According to Mordecai Edwards, contrary to Simpson’s claims, she has been the one threatened by Cornerstone.
She pointed to a letter dated December 5, 2022 in which she claimed the company said the offence of public mischief was under consideration; threatened to go after her US law licence and accused her of extortion and seeking to manipulate regulatory and criminal processes.
“The statements of the applicants’ attorney ... are incendiary and defamatory,” she said, adding that the letter was “an act of retaliation because settlement discussions between the attorneys proved to be unsuccessful”.
Mordecai Edwards did not speak to the details of the purported settlement.
But in a September 26 statement, Cornerstone said “out of deep respect” for Humphries-Lewin, it had offered to reverse her $2-billion (US$15 million) purchase of shares in the company “if there was buyer’s remorse”.
“Mordecai Edwards’ response was to reject the return of Barita shares and to attempt enforcement of a cash payment of US$20 million amounting to 30 per cent more than the US$15 million transaction value,” the private company said.
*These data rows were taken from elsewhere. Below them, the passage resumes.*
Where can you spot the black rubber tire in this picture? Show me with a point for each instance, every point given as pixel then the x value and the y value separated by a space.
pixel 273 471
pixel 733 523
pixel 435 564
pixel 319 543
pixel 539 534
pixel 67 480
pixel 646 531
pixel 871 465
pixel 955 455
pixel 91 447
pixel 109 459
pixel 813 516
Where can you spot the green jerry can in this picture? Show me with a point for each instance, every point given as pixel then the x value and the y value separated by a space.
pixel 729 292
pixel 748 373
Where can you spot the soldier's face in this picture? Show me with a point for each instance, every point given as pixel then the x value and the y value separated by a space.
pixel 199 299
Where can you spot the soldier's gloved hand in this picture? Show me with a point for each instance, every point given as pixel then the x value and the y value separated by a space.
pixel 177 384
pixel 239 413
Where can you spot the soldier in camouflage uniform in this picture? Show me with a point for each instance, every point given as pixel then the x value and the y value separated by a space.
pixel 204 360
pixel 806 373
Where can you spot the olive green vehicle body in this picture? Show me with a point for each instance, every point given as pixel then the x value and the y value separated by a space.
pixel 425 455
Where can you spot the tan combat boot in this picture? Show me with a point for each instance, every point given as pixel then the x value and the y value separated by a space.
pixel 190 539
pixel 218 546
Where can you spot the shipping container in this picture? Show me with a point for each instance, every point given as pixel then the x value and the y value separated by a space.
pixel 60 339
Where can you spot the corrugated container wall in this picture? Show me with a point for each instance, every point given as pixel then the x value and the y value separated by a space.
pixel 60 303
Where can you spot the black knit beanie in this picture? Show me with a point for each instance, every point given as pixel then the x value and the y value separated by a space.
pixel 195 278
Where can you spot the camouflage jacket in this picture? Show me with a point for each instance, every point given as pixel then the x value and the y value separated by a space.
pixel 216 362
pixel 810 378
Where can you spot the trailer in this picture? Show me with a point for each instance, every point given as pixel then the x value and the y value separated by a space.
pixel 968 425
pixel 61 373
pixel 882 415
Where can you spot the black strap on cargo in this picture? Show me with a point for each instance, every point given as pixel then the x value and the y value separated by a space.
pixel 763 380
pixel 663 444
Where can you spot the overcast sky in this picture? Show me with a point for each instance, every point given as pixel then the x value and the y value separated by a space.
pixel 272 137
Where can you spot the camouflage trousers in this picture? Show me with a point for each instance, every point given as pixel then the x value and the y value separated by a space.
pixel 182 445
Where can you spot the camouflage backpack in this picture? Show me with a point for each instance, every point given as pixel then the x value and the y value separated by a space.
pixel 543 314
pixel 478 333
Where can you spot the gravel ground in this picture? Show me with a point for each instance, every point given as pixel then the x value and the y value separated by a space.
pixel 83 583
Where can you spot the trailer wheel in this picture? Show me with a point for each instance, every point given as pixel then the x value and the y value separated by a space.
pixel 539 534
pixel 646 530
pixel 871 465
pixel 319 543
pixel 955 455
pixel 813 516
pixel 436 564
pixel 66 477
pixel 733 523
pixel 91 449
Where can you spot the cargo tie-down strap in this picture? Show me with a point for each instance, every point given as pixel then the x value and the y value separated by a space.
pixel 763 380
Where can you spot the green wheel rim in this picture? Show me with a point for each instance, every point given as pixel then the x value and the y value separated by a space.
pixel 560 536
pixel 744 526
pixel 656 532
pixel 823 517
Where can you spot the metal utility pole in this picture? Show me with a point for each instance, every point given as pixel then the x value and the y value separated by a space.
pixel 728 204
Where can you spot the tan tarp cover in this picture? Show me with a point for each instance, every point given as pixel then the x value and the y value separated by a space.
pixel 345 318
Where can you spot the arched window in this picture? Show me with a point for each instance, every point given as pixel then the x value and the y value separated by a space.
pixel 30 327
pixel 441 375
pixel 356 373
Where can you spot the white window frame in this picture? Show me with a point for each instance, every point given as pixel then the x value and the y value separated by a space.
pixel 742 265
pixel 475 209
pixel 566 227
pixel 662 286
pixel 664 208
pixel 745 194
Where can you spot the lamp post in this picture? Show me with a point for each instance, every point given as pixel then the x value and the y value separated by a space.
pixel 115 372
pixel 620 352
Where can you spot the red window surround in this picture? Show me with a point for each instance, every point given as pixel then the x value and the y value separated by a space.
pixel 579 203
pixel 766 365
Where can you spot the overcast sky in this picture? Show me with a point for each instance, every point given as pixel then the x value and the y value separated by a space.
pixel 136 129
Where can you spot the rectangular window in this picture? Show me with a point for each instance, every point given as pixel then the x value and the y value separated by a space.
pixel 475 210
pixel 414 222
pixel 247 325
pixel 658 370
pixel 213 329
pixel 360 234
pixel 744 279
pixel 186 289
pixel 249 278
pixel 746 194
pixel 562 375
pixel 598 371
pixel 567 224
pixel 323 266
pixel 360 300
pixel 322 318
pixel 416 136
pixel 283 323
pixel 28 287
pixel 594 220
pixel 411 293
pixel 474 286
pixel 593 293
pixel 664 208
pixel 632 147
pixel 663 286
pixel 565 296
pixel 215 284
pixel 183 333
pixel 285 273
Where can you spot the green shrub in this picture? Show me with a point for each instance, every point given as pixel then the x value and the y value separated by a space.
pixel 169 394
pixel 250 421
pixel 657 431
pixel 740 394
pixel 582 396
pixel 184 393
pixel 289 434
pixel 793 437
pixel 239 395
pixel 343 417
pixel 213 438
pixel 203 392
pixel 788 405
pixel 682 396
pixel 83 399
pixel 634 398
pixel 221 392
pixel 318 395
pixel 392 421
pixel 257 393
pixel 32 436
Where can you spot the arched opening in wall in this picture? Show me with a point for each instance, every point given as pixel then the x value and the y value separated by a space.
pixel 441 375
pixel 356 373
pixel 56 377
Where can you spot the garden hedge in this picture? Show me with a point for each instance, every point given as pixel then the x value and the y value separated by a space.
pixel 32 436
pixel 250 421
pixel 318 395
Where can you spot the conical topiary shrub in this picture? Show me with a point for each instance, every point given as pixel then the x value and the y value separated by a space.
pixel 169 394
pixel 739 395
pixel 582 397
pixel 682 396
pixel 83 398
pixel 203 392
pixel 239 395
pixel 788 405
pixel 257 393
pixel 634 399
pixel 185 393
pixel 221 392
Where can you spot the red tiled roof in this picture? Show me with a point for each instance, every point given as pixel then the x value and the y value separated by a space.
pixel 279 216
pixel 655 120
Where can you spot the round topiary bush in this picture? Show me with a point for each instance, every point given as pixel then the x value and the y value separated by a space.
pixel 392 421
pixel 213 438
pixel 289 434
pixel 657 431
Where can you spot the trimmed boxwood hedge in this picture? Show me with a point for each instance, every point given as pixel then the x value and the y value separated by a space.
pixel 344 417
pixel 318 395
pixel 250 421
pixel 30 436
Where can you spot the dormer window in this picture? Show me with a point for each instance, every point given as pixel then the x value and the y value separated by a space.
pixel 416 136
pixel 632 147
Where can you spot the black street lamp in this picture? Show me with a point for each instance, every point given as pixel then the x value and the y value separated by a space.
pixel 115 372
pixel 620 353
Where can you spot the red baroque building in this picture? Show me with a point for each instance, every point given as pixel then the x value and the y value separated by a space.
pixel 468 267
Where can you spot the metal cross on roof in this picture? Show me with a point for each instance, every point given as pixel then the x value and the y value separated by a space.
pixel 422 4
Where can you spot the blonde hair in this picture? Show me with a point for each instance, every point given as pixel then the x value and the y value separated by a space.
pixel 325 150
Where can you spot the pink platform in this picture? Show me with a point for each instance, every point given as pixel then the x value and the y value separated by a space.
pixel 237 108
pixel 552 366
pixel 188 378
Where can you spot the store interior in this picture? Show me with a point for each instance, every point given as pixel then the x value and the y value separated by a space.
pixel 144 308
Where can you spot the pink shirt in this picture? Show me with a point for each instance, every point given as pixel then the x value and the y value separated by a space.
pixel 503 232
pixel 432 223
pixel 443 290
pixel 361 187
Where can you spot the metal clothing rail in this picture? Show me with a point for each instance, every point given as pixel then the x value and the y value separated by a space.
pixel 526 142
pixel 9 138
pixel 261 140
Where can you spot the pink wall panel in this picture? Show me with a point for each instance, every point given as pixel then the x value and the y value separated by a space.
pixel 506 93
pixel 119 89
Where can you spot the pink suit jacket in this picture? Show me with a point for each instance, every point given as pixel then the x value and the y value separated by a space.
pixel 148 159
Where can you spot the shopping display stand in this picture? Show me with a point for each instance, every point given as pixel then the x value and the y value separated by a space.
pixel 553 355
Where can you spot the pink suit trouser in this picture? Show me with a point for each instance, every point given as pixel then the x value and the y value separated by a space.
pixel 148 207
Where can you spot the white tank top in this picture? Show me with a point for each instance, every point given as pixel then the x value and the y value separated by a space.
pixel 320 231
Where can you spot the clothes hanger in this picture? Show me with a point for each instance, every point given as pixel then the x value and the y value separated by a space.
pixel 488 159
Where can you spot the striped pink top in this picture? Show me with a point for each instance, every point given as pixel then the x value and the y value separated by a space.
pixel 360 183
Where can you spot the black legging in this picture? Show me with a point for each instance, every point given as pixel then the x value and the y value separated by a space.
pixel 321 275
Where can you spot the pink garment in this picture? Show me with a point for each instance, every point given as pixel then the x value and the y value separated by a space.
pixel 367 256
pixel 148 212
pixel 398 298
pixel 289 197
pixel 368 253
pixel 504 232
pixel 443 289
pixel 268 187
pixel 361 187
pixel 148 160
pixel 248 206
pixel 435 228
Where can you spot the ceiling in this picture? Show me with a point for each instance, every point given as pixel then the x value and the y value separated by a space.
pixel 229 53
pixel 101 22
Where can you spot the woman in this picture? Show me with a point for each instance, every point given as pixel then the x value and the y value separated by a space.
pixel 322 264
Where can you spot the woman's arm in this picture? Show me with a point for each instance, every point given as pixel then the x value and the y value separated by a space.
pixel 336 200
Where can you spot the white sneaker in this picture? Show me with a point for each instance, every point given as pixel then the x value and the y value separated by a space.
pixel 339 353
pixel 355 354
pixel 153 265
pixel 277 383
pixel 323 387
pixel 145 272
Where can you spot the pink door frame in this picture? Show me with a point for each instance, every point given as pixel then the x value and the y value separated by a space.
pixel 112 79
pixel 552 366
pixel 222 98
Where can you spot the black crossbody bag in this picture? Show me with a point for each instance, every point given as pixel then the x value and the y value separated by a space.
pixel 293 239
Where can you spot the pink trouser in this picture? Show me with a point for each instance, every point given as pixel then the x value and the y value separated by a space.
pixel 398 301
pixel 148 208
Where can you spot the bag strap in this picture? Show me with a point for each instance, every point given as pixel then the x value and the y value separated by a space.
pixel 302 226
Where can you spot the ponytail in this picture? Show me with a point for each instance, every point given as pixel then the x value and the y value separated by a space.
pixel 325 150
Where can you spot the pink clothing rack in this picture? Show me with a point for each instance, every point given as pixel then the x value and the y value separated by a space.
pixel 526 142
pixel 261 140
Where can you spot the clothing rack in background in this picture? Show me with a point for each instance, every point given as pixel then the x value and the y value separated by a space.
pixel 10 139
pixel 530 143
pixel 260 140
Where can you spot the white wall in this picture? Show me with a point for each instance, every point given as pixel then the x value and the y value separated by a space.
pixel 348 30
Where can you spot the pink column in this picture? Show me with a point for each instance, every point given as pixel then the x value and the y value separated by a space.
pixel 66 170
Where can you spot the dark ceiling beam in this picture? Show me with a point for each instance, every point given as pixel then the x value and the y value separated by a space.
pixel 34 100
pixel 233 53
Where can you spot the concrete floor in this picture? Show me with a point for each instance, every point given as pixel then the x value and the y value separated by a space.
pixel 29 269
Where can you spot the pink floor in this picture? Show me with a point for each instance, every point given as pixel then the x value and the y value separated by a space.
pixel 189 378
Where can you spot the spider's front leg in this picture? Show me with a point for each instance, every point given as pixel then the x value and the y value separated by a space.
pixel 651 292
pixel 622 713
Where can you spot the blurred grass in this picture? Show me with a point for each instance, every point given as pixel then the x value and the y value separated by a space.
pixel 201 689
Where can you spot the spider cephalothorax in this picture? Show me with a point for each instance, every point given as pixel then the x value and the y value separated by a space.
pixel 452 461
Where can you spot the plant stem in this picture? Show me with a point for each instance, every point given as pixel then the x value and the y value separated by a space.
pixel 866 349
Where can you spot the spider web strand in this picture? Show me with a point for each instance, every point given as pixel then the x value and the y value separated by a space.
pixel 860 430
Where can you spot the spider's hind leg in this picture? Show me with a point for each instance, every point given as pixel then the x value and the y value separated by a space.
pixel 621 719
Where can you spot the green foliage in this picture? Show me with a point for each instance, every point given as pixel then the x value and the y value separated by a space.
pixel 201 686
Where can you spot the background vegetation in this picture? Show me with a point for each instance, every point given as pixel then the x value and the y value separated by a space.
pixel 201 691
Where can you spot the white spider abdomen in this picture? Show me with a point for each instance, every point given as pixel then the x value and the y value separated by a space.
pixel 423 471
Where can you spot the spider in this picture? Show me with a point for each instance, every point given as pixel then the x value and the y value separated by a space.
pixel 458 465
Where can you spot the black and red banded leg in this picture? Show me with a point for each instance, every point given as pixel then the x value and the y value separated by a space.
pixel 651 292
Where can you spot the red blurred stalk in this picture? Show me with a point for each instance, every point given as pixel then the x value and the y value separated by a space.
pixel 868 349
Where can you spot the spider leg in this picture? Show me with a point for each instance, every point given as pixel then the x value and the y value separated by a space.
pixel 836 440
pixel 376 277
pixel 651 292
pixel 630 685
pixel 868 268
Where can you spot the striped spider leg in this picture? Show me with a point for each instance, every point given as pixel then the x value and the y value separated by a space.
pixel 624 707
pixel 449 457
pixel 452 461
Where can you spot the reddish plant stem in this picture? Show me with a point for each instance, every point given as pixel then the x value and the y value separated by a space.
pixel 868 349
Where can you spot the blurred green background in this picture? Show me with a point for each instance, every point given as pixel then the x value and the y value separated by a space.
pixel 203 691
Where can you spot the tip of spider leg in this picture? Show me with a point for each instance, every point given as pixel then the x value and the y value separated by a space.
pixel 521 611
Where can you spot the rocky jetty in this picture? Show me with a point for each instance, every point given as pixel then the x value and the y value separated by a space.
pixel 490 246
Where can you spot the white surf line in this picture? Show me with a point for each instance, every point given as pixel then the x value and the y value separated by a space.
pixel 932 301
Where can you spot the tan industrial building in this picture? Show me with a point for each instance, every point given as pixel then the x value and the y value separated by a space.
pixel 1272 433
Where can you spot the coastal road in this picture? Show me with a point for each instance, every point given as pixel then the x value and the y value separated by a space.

Humphries-Lewin sold $2 billion worth of shares in the publicly traded Barita Investments to pay for the acquisition of 1.4 million shares in Cornerstone. She sold Barita to Cornerstone in 2018 but kept a minority stake.
Mordecai Edwards has insisted that she sent a letter of complaint in March 2022 to the Bank of Jamaica only. She said the central bank referred the letter to the Financial Services Commission which then forwarded it to the country’s financial crimes agency the Financial Investigations Division (FID). The agency is probing the allegations.
In the December 2022 letter, Cornerstone said it learnt of the letter of complaint in September 2022, and this was followed by a series of exchanges between lawyers for both sides.
POSSIBLE CONFLICT OF INTEREST
Meanwhile, Mordecai Edwards has questioned whether Sonia Owens may have been involved in a conflict of interest owing to her employment situation. Owen has been with Barita since 1984 and became a vice president in 2022.
Owens admitted to recommending the Cornerstone shares acquisition to Humphries-Lewin after meeting with Chambers and Ramon Small-Ferguson, a Barita executive.
“With regard to Cornerstone transactions, any advice or activity by Sonia relating to analysing the proposed investment and influencing Rita to participate in the Cornerstone transactions is a conflict of interest,” Mordecai Edwards said.
Mordecai Edwards has also questioned the comparisons Chambers said were done with four major Jamaican financial institutions to help determine the share price offered to Humphries-Lewin.
“The comparison of Cornerstone with the companies listed… is not an appropriate comparison, given that unlike Cornerstone, these established public companies are publicly traded established companies with ascertainable books of business,” she contended.
She has also alleged that the transactions had no financial benefit to her aunt, whom she said has lost approximately $72 million in dividends by selling the Barita stocks.
Chartered accountant John Bell, whose opinion was sought by the Humphries-Lewin committee, claims the retired businesswoman ‘wasted’ over $900 million on “overpriced” Cornerstone shares which she bought at US$10.80 per unit.
Cornerstone said a rights issue of its shares for $1.40 around the same time as the deal with Humphries-Lewin was a different transaction that involved existing shareholders.
Mordecai Edwards has also said she will be making an application for the court to strike out Cornerstone’s claim against her because “these proceedings do not disclose any cause of action against me and [are] an attempt to secure an opinion of the court without showing any legitimate reasons for doing so”.
EDITOR’S NOTE: Cornerstone, its senior executives Paul Simpson and Jason Chambers, along with Barita, have filed a lawsuit against The Gleaner alleging defamation associated with the coverage of the matters filed in court.